While this effort helps with random forest, it does not help with any other algorithms we explore in this paper. One possible explanation is that our estimations from other algorithms are already quite precise, so the marginal cost of additional bias outweighs the marginal benefit of increased sample size when we mix rural and urban samples with a two-to-one ratio. However, some may argue that it is not a fair comparison since random forest automatically considers the interactions between the urban variable and other existing variables while others algorithms do not once the urban data is added. Therefore, we add two-way interaction terms of the urban dummy with every other existing variable in the OLS regression. Though this is not a full approximation of random forest since it does not consider multi-way interactions, it still gives us an idea of to what degree this effort improves the OLS performance.
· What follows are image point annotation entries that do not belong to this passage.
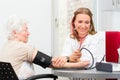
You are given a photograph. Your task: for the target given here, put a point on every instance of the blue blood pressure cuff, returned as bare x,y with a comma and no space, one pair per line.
42,59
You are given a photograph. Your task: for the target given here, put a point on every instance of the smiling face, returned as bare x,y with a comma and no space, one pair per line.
82,24
22,35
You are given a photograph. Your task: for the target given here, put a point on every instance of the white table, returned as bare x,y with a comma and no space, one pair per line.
93,73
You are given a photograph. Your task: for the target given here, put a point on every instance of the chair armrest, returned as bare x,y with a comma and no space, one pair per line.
39,76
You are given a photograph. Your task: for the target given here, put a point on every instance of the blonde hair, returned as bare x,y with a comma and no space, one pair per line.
82,11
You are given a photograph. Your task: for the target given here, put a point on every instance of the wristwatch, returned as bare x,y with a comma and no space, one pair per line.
68,59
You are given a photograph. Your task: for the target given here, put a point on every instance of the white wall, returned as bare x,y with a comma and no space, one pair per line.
38,13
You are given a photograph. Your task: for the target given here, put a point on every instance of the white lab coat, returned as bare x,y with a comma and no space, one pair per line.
91,42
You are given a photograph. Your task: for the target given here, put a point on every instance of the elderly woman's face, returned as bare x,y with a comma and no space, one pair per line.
82,24
23,34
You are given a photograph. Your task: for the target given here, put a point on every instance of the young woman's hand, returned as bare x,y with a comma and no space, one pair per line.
58,62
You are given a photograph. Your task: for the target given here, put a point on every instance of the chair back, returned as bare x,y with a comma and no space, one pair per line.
7,72
112,44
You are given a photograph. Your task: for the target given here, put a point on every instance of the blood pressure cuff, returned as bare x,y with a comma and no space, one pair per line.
42,59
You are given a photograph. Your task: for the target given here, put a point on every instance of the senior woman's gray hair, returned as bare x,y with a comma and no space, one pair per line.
14,23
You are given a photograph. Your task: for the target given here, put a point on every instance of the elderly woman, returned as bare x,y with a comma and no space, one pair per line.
22,55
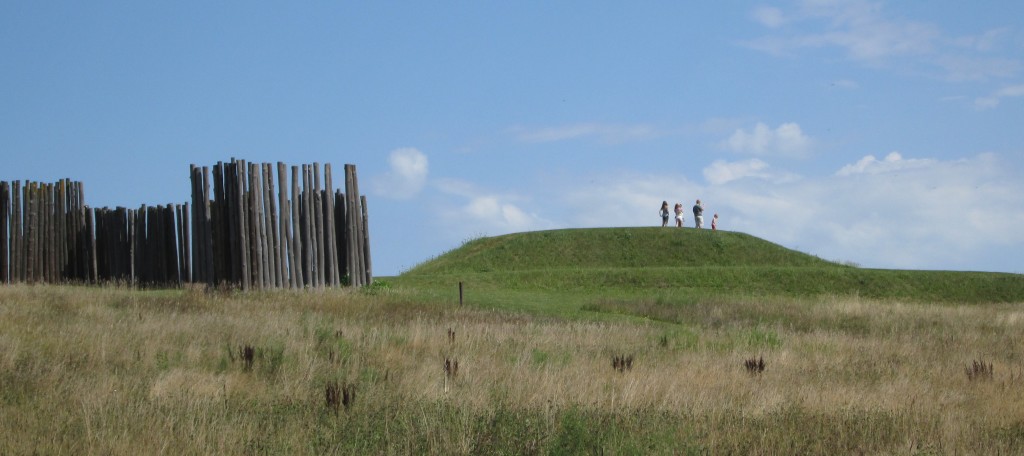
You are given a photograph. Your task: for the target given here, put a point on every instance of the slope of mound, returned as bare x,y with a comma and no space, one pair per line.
592,263
623,247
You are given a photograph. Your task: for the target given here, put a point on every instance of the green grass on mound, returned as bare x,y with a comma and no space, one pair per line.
622,247
688,262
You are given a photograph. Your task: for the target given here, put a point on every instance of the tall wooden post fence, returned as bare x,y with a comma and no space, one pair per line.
239,231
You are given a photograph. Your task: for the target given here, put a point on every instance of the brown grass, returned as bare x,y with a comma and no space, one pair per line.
115,371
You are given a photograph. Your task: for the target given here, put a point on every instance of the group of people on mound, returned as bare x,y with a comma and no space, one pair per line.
697,215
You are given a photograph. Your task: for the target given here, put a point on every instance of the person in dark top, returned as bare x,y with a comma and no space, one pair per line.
698,214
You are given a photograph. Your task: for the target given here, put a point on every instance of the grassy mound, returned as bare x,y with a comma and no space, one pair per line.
622,247
690,265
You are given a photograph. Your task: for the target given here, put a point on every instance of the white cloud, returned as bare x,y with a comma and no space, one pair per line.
475,211
769,16
409,169
603,132
721,172
787,139
996,97
894,212
846,84
893,162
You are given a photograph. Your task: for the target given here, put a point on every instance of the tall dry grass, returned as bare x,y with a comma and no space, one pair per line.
116,371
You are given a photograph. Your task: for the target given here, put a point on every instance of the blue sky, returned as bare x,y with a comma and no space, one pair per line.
888,134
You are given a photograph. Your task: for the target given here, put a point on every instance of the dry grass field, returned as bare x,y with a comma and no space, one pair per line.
119,371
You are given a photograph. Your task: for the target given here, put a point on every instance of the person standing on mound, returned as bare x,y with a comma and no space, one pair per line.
698,214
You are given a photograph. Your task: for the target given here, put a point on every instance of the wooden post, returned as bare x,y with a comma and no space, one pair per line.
341,235
307,245
4,233
185,244
284,224
351,229
298,253
31,233
330,235
255,235
269,273
365,225
317,212
272,225
90,221
243,234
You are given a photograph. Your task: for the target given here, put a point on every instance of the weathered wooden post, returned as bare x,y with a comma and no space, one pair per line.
317,213
298,259
329,229
273,229
4,233
243,233
308,254
365,225
283,227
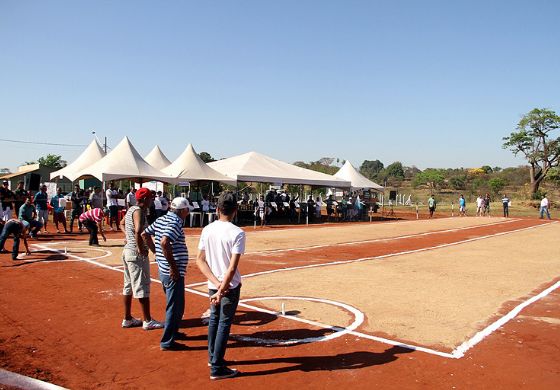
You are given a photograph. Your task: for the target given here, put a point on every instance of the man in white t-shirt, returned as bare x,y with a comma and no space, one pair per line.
113,205
219,251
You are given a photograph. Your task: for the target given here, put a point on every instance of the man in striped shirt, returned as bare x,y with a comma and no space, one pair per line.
172,258
92,220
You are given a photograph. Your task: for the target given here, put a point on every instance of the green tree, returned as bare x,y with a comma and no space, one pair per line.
395,170
534,139
496,184
206,157
52,160
458,182
371,169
Comparing the fourth and the third rows in Table 4, we conclude that though it helps a little to include the additional interaction terms, this effort does not get us anywhere close to the performance of random forest.
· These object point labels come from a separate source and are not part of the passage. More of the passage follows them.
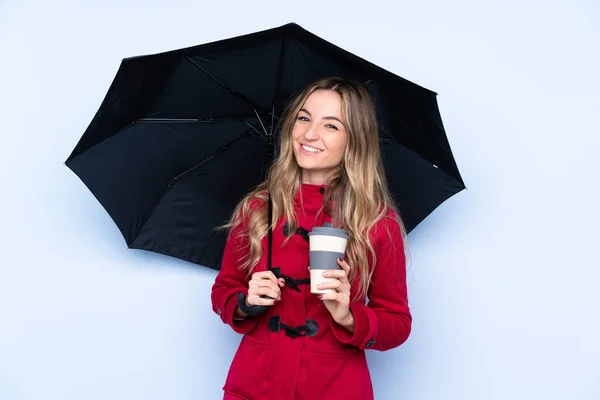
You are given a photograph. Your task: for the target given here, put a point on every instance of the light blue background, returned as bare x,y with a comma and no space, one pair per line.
504,277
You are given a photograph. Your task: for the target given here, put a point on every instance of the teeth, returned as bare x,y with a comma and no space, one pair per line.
311,149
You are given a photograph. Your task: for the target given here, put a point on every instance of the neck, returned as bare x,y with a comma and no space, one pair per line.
315,178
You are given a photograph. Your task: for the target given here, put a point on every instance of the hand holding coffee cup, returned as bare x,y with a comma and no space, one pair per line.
326,246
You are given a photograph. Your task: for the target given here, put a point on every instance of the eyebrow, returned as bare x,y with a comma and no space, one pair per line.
330,117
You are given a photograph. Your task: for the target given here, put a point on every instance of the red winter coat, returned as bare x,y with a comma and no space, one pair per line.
331,364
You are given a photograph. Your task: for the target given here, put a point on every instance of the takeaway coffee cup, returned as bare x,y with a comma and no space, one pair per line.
326,246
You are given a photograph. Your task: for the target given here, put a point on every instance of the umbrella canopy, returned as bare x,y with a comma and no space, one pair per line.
182,136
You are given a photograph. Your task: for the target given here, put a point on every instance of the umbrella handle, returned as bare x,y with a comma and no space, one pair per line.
251,310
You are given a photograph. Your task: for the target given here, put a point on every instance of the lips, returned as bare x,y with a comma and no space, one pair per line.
310,149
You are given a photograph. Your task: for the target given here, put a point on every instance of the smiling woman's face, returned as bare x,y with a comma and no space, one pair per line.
319,136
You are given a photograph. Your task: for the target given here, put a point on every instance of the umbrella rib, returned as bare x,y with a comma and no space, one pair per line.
205,119
224,86
223,148
178,177
278,81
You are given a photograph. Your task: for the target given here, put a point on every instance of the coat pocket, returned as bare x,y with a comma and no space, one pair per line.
339,376
247,370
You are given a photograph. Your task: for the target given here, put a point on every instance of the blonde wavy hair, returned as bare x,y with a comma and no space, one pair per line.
358,191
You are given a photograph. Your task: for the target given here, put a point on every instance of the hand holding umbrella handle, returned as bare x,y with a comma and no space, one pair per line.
251,310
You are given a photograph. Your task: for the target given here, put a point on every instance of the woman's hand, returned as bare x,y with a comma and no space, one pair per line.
264,283
338,303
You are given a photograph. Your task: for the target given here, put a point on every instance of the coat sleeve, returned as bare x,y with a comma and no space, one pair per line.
385,322
230,281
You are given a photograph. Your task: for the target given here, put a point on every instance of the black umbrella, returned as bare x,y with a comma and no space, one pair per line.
181,136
A caveat that is worth mentioning lies in the uniqueness and the richness of our appraisal data. Consider the public records data where many property attributes are not available, results derived employing the appraisal data, where such attributes are nicely populated, may not be easily generalized. To proxy the public records data, we limit our variables to basic house characteristics only—number of bedrooms and bathrooms, age of the house, number of stories, state, and year of the most recent sale. Results are shown in the rightmost columns in the R2 and the RMSE sections in Table 5. When limiting the number of the explanatory variables, while the performance rank maintains, the gap almost closes between random forest and other algorithms. In general, the richness of the data has the largest beneficial impact on the random forest algorithm. In addition, we employ a different sample—the urban sample—with the same specification as the baseline to test whether our results are robust to the uniqueness of the rural sample (Table 5 Columns “Urban”). We find that the performance rank maintains while the gap between random forest and others prevails, which suggests that our results hold in general. However, given that random forest may perform even better with other samples, it is still encouraged to consider the trade-off between algorithms based on the specific sample employed.
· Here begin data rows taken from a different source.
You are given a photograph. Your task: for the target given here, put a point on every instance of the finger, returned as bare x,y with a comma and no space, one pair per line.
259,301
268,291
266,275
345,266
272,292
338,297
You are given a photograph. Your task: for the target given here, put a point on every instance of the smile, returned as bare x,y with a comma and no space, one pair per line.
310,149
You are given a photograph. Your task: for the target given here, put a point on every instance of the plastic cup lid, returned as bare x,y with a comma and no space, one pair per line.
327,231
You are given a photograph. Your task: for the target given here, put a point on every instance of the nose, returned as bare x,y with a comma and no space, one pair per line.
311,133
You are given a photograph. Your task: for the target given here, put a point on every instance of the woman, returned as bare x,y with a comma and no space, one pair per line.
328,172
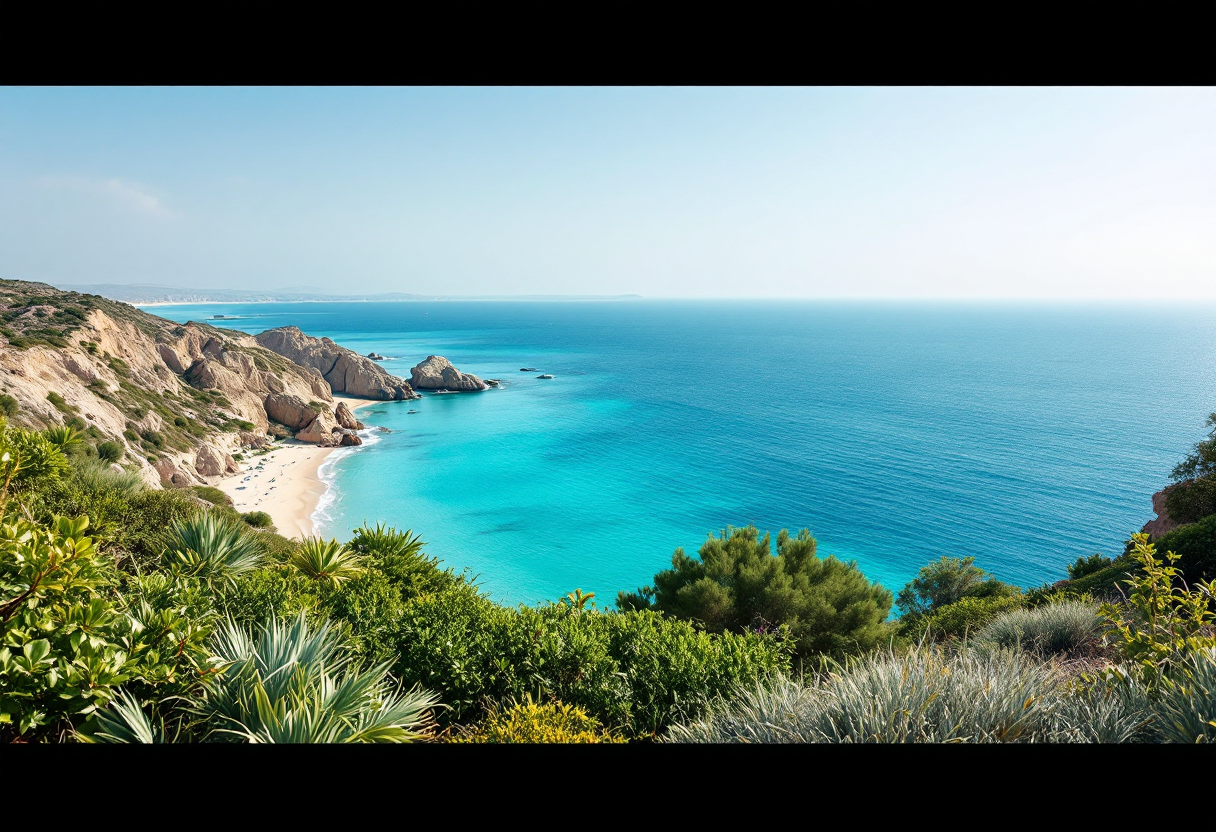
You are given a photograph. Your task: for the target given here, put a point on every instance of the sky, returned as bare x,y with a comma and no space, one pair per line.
668,192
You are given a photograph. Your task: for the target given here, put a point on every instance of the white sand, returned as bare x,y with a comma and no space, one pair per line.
285,483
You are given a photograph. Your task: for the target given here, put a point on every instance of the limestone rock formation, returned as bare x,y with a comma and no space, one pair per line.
288,410
438,374
345,417
343,369
1155,528
324,431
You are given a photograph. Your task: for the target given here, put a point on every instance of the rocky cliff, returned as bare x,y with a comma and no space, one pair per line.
343,369
178,399
438,374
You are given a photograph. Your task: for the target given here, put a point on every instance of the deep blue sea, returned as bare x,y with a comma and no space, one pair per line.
1022,434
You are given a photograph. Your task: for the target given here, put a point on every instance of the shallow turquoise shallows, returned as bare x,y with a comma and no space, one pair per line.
1022,434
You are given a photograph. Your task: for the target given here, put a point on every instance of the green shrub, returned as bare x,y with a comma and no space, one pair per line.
1050,629
946,582
1161,622
212,494
634,672
1195,547
539,723
964,617
1087,566
258,520
1192,500
110,451
738,585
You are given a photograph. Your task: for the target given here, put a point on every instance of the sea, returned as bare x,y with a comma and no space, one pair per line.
1024,434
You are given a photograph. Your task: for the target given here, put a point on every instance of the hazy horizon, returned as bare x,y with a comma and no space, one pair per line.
944,194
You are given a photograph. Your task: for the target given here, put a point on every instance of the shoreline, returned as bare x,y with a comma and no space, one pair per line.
286,482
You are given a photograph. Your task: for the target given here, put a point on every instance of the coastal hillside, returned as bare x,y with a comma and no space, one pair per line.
173,402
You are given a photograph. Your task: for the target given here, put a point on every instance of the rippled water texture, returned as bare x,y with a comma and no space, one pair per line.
896,433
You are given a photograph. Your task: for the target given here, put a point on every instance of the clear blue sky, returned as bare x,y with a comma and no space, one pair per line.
1009,192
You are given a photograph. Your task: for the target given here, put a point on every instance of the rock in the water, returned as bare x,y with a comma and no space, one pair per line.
344,369
347,419
438,374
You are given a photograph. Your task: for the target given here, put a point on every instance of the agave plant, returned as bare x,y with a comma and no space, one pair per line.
123,721
212,546
296,684
326,560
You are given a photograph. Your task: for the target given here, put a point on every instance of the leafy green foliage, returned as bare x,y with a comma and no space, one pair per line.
946,582
258,520
1088,566
326,561
963,617
539,723
634,672
1160,622
1195,547
737,584
1202,460
1192,500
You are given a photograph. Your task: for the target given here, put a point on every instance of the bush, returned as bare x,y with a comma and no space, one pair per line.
1051,629
212,494
738,585
634,672
964,617
532,723
110,451
1088,566
1195,547
1192,500
946,582
258,520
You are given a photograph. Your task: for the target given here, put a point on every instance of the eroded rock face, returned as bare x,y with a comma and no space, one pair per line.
1155,528
322,431
210,462
345,417
438,374
288,410
173,474
343,369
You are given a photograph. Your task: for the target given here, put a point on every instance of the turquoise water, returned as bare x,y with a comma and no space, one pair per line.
1022,434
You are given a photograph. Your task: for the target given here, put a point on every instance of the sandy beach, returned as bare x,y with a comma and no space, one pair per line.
285,483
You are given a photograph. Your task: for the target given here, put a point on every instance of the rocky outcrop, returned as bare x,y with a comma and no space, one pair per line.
1155,528
288,410
322,431
438,374
345,417
343,369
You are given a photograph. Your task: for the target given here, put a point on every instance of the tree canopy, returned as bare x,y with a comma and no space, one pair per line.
738,584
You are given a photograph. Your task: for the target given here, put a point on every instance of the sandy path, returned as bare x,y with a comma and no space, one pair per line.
285,483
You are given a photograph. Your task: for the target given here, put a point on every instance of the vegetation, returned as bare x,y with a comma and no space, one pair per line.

Table 5 AVM Out-of-Sample Performance Metrics: Generalization

As a summary, Fig. 2 illustrates our baseline result comparing actual versus predicted values for each of the aforementioned models. As illustrated, all but random forest result in similar out-of-sample fits. It is important to note that these results may not extrapolate to urban samples where neighborhoods are much more compact and there are more similarities among nearby properties.

Fig. 2
figure 2

AVM Out-of-Sample Performance Metrics: Predicted vs. Actual

While random forest has the best out-of-sample predictive accuracy, it is computationally burdensome and may not be replicable without access to a powerful server. In addition, it can potentially suffer from significant overfitting. Therefore, we would encourage researchers to consider a standard hedonic estimator in credit modeling amid those concerns.

Conclusion

A number of empirical studies have shown that property appraisals tend to be biased upwards, and may overstate the true value of the underlying collateral.Footnote 16 This upward bias is often exacerbated in rural areas where there are fewer comparable sales and more heterogeneity across homes. Based on our data, approximately 25% of rural appraisals exceed the associated contract price by 5% or more. Given the extent of upward bias in rural appraisals, we explore a wide array of AVM techniques in search of an estimator, potentially unbiased, to more accurately value the collateral underlying rural purchase-money mortgages. Our tree-based random forest estimator performs the best in terms of out-of-sample fit, but is also the most computationally burdensome. In the face of computing constraints or lack of a powerful server, we believe that a standard hedonic offers an excellent alternative.